Key to all of this, Landman said, is working with good people.
Stick has worked on the project for 25 years, and stonemason Mauro Fidaleo has done all the stonework at Sleepy Cat Farm for just as long. The head gardener, Alan Gorkin, who lives on-site in a two-bedroom apartment in a renovated building with an attached greenhouse, has worked there for 17 years.
More than a decade ago, Sleepy Cat Farm grew when Landman purchased a neighboring property with a French theme. It came with a main house, which he said was beyond restoration, and a number of dependency buildings. Keeping the theme, he brought Hilton back to replace the main house with a French Norman-style guest house — with an entertaining space for dinners, two kitchens, a wine cellar and a root cellar — and the dependency buildings were restored.

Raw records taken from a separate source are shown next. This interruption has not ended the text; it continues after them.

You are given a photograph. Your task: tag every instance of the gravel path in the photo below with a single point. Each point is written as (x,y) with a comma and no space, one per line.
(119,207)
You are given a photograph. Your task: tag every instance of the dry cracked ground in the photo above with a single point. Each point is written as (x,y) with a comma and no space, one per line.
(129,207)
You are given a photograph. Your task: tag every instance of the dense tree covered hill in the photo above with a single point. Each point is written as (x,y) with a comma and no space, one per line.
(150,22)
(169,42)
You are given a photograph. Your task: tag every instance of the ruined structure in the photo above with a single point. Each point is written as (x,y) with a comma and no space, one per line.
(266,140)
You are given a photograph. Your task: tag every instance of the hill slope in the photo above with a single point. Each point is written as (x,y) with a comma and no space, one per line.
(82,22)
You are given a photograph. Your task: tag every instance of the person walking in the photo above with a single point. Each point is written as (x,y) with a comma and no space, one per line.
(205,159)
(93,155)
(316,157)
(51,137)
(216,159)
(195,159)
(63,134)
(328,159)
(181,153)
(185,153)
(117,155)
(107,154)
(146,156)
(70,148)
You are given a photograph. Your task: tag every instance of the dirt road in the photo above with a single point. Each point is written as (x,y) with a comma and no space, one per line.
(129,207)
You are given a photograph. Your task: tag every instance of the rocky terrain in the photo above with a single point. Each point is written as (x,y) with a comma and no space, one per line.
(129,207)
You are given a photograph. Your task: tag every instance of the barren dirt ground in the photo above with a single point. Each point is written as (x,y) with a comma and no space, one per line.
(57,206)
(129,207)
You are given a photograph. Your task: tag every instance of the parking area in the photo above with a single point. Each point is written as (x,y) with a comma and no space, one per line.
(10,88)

Post-expansion, Sleepy Cat Farm has a nearly 60-foot change in elevation from the upper gardens to the lower gardens.
“You don’t need a StairMaster,” Landman said. “We got our own StairMaster going up and down these steps.”

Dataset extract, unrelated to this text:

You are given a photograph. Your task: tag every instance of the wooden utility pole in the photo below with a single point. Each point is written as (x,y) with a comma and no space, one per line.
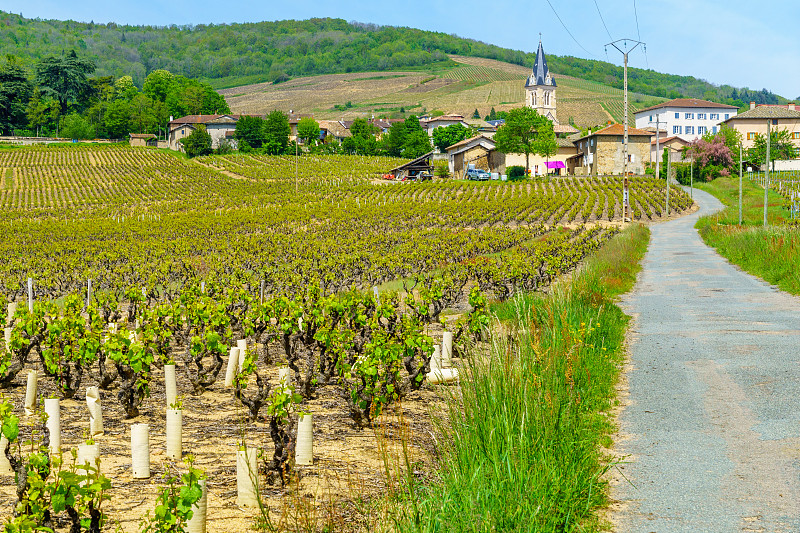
(624,50)
(740,183)
(766,178)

He acknowledged that gardening at this scale is expensive.
“This is where I’d like to put a lot of money because I certainly get a thrill out of it,” he said. “… And I consider myself very fortunate to spend my days in this garden when I’m home.”
Landman said the point is not whether someone has that much land.
“You have what you have, and you make what you can make,” he said. “But if you’re going to make something, try to make it beautiful and something pleasing that you enjoy, and if you enjoy it, there’s a perfect chance other people can enjoy it as well.”
Fred Landman will present “Sleepy Cat Farm: A Gardener’s Journey” at the Bridgehampton Community House, 2357 Montauk Highway, Bridgehampton, on Sunday, April 16, at 2 p.m. Admission is $10, or free for Horticultural Alliance of the Hamptons members. Visit hahgarden.org for more information.
Sleepy Cat Farm will welcome the public for Garden Conservancy Open Days on Saturday, April 29, and Saturday, August 19. Register at gardenconservancy.org.